Not Regret

Another Monday after an uneventful weekend. The days slide by in a gray wash lately. I can’t seem to get enough sleep. When I walk Leonard, sometimes my head is full of words that disappear before I reach home. I suppose it makes no difference really. I thought the thoughts, which in some ways is no different than writing them. It is just a question of time really until anything will disappear. Or become so warped by translations of language and culture that it isn’t what it was anyway. It makes the entire idea of authorship immediate, and maybe irrelevant except for that tiny shove of influence that a bit of dust has on the air current in a closed room.

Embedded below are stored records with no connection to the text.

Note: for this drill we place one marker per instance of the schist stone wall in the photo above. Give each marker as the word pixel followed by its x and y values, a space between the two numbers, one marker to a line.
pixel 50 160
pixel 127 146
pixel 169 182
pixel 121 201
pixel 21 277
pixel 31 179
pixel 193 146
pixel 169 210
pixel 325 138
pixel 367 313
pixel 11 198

Again it comes back to living in the moment – the moment containing the past and future, morphing continuously. There is a phrase at the edge of my memory about… and I’ve lost it.

It’s odd how sometimes these things will circle back and enter my consciousness more defined. In a sunbeam.

Saturday the sky held a rainbow the entire time we drove into town. My sense of direction is so poor that I couldn’t be sure if it were moving, or if we were winding over the landscape. I should look at maps more often.

Last night I saw a movie filmed in Norway. I thought it was fun that I could place some of the streets specifically by the color of the buildings, and the pattern of cobblestones. It isn’t even a city I have lived in, or that I could navigate on my own. But I recognized it. It made me realize how intimate I am with Stavanger. Twenty years of walking on those cobblestones, around those wooden houses and security fences. I know that place like no other. It’s no wonder I miss it. It’s not just the lake.

Things change. And sometimes that change causes a lingering ache.

I keep telling myself it is fine to have complex feelings. To lie on one’s back and blow dust about in a sunbeam.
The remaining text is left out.